In hourlong speech on Las Vegas Strip, Trump puts on a show

At one point, during an hourlong free-wheeling speech, Trump brought a supporter in the audience to the stage who declared she is Hispanic and voting for Trump.


Possibly inspired by being in a venue on the Las Vegas Strip, Republican presidential contender Donald Trump put on a show during an hourlong, free-wheeling speech.

Bringing audience members up to the stage to address the crowd that filled about 1,620 seats in the Treasure Island casino theater that is normally reserved for acrobatic Cirque du Soleil productions, taking aim at some of his most favorite targets, and indulging in more than a bit of bombast, Trump seemed right at home in Vegas.

The speech – which included a large dose of media bashing, the suggestion that Army Sgt. Bowe Bergdahl should have been executed for leaving his post in Afghanistan and the claim that he was behind Rep. Kevin McCarthy's decision to drop out of the race for House speaker – was punctuated by shouts of support from the crowd.

At one point, in a moment that appeared to be impromptu, Trump brought a supporter in the audience to the stage who declared she is Hispanic and voting for Trump. Myriam Witcher, 35, of Las Vegas, waved an issue of People magazine with Trump and his family on its cover, asking him to sign it.

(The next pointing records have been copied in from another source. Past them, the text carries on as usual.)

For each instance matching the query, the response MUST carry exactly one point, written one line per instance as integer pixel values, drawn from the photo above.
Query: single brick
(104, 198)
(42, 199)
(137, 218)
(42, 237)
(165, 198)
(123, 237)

Afterward the Colombian immigrant, who noted she came to the United States legally, called Trump her "No. 1 person in the United States."

As for Thursday’s news about the race for House Speaker, Trump asked the crowd, "You know, Kevin McCarthy is out. You know that, right? And they're giving me a lot of credit for that because I said you really need somebody very, very tough and very smart. ... We need smart, we need tough, we need the whole package."

Trump didn't identify who had given him credit for McCarthy dropping out.

About Bergdahl, Trump said, “We're tired of Sgt. Bergdahl, who's a traitor, a no-good traitor, who should have been executed."

"Thirty years ago," Trump added, "he would have been shot."

Bergdahl was charged in March with desertion and misbehavior before the enemy. The Army conducted a hearing on his case earlier this month. His attorney, Eugene Fidell, said in a statement that Trump "has become a broken record on this subject."

Bergdahl has been accused of leaving his post in southeastern Afghanistan in June 2009. He was held prisoner by the Taliban for five years, then exchanged for five Taliban commanders being held by the U.S.Trump has long railed against the deal.

"If he took the time to study what actually emerged at the preliminary hearing he would be singing a different tune," Fidell said.

Trump has, in the past, pantomimed a firing squad, Fidell said.